Безвременники в лугах
Расцветают, расцветают,
Безвременники в лугах,
Август на дворе.
 
   Петь нам полагается каноном, но ничего путного из этого никогда не выходит, зато учитель музыки прос­то выпрыгивает из штанов и вопрошает, сознаем ли мы, куда движется наша родная Франция и что ее ждет, если эти сопляки (то есть мы) даже не способны спеть народную песню, а на радио, на радио-то что творится, полнейший разгул, варварские ритмы, ка­жется, будто мы за границей… Нет, он не в силах вы­носить наше мерзкое пение и потому достает дудку.
   Мсье Кастаньет дымит, как целая пожарная коман­да, такое ощущение, что, пока он выплевывает оку­рок, новая сигарета сама собой вырастает у него в уголке губ. В результате его дудка больше похожа на дымовую трубку, а еще – на водосточную трубу из фильмов про чикагских гангстеров.
   Подудев и подымив, он спрашивает, кто из нас хо­тел бы сыграть. Мы сидим, уставившись на собствен­ные ширинки. Никто не хочет пасть жертвой музы­кального произвола и быть облаянным, потому что самое мягкое ругательство мсье Кастаньета – «рыба тухлая», а остальные будут покруче…
   Поскольку добровольцев среди нас не находится, мсье Кастаньет лично вызывает кого-нибудь на расп­раву.
   – Вот ты нам сыграешь «К чистому ручью»!
   Никогда не забуду, как он потребовал: «Эй ты, Фалькоцци! Сыграй-ка нам „Звезду снегов", да чтоб от губ отскакивало!»

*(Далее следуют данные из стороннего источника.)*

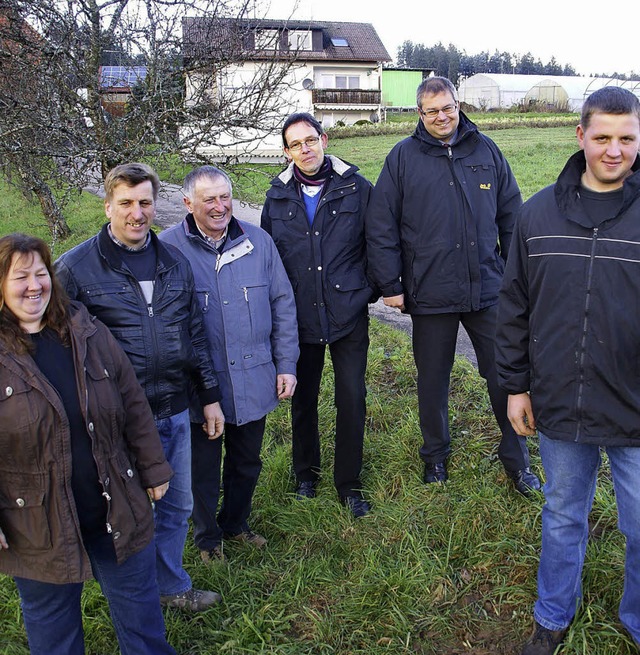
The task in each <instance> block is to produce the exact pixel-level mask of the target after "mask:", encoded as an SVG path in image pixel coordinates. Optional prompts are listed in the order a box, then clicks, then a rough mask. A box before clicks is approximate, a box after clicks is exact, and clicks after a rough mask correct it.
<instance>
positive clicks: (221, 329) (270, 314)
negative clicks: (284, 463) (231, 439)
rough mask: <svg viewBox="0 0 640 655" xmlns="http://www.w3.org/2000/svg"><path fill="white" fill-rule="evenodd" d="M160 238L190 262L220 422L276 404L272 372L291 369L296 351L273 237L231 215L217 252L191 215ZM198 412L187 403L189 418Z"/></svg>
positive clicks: (289, 371) (291, 328) (289, 296)
mask: <svg viewBox="0 0 640 655" xmlns="http://www.w3.org/2000/svg"><path fill="white" fill-rule="evenodd" d="M160 240H161V241H163V242H166V243H170V244H172V245H174V246H176V247H177V248H179V249H180V251H181V252H182V253H183V254H184V255H185V256H186V257H187V259H188V260H189V261H190V262H191V267H192V268H193V272H194V277H195V280H196V291H197V296H198V306H199V308H200V311H201V313H202V319H203V321H204V325H205V327H206V331H207V335H208V337H209V342H210V344H211V354H212V356H213V362H214V366H215V372H216V375H217V377H218V380H219V382H220V389H221V391H222V411H223V412H224V415H225V418H226V420H227V421H228V422H229V423H233V424H234V425H244V424H245V423H248V422H250V421H256V420H258V419H260V418H262V417H263V416H265V415H266V414H268V413H269V412H270V411H271V410H272V409H274V408H275V407H276V405H277V404H278V396H277V392H276V375H278V374H291V375H295V373H296V362H297V361H298V354H299V351H298V331H297V327H296V309H295V304H294V300H293V293H292V291H291V284H290V283H289V280H288V279H287V275H286V272H285V270H284V267H283V265H282V261H281V260H280V256H279V255H278V251H277V250H276V247H275V245H274V243H273V240H272V239H271V238H270V237H269V235H268V234H266V233H265V232H264V230H261V229H260V228H259V227H256V226H255V225H250V224H249V223H245V222H243V221H238V220H236V219H235V218H231V221H230V222H229V226H228V231H227V240H226V242H225V244H224V247H223V250H222V252H221V253H220V254H219V255H218V253H217V252H216V250H215V249H214V247H213V246H212V245H211V244H209V243H208V242H207V241H205V240H204V239H203V238H202V236H200V234H199V232H198V230H197V227H196V224H195V220H194V218H193V216H192V215H191V214H189V215H188V216H187V217H186V218H185V220H184V221H182V223H179V224H178V225H174V226H173V227H171V228H169V229H168V230H165V231H164V232H162V233H161V235H160ZM199 411H200V410H199V408H194V407H192V420H193V421H196V422H198V421H200V420H201V416H200V415H198V414H197V412H199ZM194 412H195V413H196V415H195V417H194Z"/></svg>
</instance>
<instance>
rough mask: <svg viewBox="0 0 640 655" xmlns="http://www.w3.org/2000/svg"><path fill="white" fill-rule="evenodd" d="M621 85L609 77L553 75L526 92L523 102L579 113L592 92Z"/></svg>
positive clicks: (616, 80) (536, 84) (619, 83)
mask: <svg viewBox="0 0 640 655" xmlns="http://www.w3.org/2000/svg"><path fill="white" fill-rule="evenodd" d="M621 84H622V82H621V80H617V79H614V78H611V77H579V76H567V75H553V76H549V77H545V78H544V79H543V80H540V81H539V82H536V84H534V85H533V86H532V87H531V88H530V89H529V91H528V92H527V95H526V97H525V102H526V103H527V104H531V103H535V104H541V105H546V106H552V107H557V108H558V109H568V110H569V111H580V110H581V109H582V105H583V103H584V101H585V99H586V98H587V97H588V96H589V95H590V94H591V93H593V92H594V91H597V90H598V89H601V88H602V87H603V86H620V85H621Z"/></svg>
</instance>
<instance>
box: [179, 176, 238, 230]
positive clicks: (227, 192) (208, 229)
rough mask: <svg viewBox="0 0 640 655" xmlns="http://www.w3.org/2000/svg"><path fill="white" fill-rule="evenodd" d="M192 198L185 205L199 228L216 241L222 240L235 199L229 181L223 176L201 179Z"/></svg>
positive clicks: (229, 218)
mask: <svg viewBox="0 0 640 655" xmlns="http://www.w3.org/2000/svg"><path fill="white" fill-rule="evenodd" d="M192 196H193V197H192V198H185V199H184V204H185V205H186V206H187V209H188V210H189V211H190V212H191V213H192V214H193V218H194V219H195V221H196V223H197V224H198V227H199V228H200V229H201V230H202V232H204V234H206V235H207V236H209V237H211V238H212V239H214V240H218V239H220V238H222V235H223V234H224V231H225V229H226V227H227V225H229V221H230V220H231V216H232V214H233V198H232V196H231V189H230V188H229V183H228V182H227V180H225V179H224V177H222V176H218V177H201V178H199V179H198V180H197V181H196V184H195V187H194V188H193V194H192Z"/></svg>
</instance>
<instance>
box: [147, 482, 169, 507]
mask: <svg viewBox="0 0 640 655" xmlns="http://www.w3.org/2000/svg"><path fill="white" fill-rule="evenodd" d="M168 489H169V483H168V482H165V483H164V484H161V485H160V486H159V487H149V488H148V489H147V494H148V496H149V498H151V500H153V501H154V502H155V501H156V500H160V499H161V498H162V496H164V495H165V494H166V493H167V490H168Z"/></svg>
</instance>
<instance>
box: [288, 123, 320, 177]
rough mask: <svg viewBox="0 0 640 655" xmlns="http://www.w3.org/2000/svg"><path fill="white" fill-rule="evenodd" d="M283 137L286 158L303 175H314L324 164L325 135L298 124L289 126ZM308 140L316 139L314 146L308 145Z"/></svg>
mask: <svg viewBox="0 0 640 655" xmlns="http://www.w3.org/2000/svg"><path fill="white" fill-rule="evenodd" d="M284 136H285V139H286V141H287V145H286V146H285V148H284V152H285V154H286V155H287V157H288V158H289V159H291V160H292V161H293V163H294V164H295V165H296V166H297V167H298V169H299V170H300V171H302V172H303V173H304V174H305V175H315V174H316V173H317V172H318V171H319V170H320V169H321V168H322V164H323V163H324V149H325V148H326V147H327V135H326V134H322V135H320V134H318V132H317V131H316V128H315V127H313V126H312V125H309V123H305V122H300V123H294V124H293V125H291V126H290V127H289V128H288V129H287V131H286V133H285V135H284ZM309 139H318V141H317V143H315V144H308V143H307V141H308V140H309Z"/></svg>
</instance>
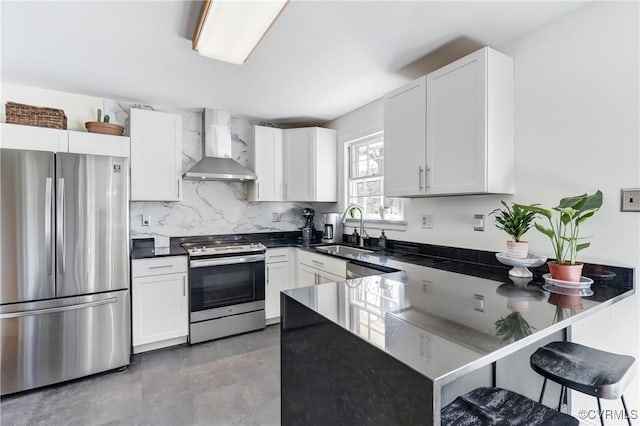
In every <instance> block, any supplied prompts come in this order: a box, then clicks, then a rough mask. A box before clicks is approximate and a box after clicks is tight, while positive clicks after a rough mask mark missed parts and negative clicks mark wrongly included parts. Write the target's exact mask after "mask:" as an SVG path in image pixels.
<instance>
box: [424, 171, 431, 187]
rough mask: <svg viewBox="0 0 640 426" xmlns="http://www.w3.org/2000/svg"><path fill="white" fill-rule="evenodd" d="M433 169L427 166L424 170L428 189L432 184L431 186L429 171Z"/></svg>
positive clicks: (426, 182) (425, 179)
mask: <svg viewBox="0 0 640 426" xmlns="http://www.w3.org/2000/svg"><path fill="white" fill-rule="evenodd" d="M430 171H431V167H429V166H427V167H426V169H425V172H424V185H425V186H426V187H427V189H429V188H431V186H429V182H428V180H429V176H428V175H429V172H430Z"/></svg>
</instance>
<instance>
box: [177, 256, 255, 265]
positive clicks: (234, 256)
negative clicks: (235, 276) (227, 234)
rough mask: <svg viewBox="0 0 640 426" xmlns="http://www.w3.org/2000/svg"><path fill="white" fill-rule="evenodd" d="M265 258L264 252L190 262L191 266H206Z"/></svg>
mask: <svg viewBox="0 0 640 426" xmlns="http://www.w3.org/2000/svg"><path fill="white" fill-rule="evenodd" d="M264 259H265V255H264V254H252V255H249V256H234V257H221V258H217V259H202V260H192V261H191V262H189V266H190V267H191V268H205V267H207V266H220V265H236V264H238V263H253V262H263V261H264Z"/></svg>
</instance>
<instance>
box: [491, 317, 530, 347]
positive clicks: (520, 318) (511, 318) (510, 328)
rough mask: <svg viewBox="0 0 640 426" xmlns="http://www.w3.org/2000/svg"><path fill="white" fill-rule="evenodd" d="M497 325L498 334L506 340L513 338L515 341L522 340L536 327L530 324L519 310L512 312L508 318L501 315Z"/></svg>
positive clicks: (498, 334)
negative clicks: (529, 323)
mask: <svg viewBox="0 0 640 426" xmlns="http://www.w3.org/2000/svg"><path fill="white" fill-rule="evenodd" d="M495 325H496V334H497V335H498V336H500V337H502V340H503V341H504V342H508V341H509V340H512V339H513V341H516V340H520V339H522V338H523V337H527V336H528V335H530V334H531V333H533V330H535V327H532V326H530V325H529V323H528V322H527V320H525V319H524V317H523V316H522V314H521V313H520V312H517V311H516V312H512V313H510V314H509V315H507V317H506V318H502V317H500V319H499V320H498V321H496V322H495Z"/></svg>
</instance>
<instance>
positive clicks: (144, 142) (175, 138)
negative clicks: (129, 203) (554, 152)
mask: <svg viewBox="0 0 640 426" xmlns="http://www.w3.org/2000/svg"><path fill="white" fill-rule="evenodd" d="M181 123H182V119H181V117H180V116H179V115H177V114H168V113H164V112H156V111H147V110H141V109H135V108H132V109H131V132H130V133H131V200H132V201H179V200H180V198H181V189H182V188H181V187H182V137H181V132H182V124H181Z"/></svg>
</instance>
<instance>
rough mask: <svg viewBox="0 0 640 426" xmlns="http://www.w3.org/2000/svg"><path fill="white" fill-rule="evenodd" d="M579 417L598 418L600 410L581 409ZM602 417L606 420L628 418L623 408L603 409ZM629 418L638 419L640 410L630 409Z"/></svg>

   Тоже выдумал! Кем он себя вообразил, этот гнус­ный куряка? Мы у него поголовно заработаем рак легких еще до того, как волосы в паху отрастут.
   Я поднялся и заиграл «Все в мажоре!» Пластика Бертрана – пропадать, так с музыкой. Мсье Кастань­ет смотрел на меня так, будто не верил, что мы оба принадлежим к роду человеческому (похоже, он предпочел бы, чтобы моя мама вообще меня не рожа­ла), но наши не оставили меня в беде и хором подхва­тили: «Все в мажоре у меня, о-о, о-о!» Никогда мы еще так не веселились на уроке музыки…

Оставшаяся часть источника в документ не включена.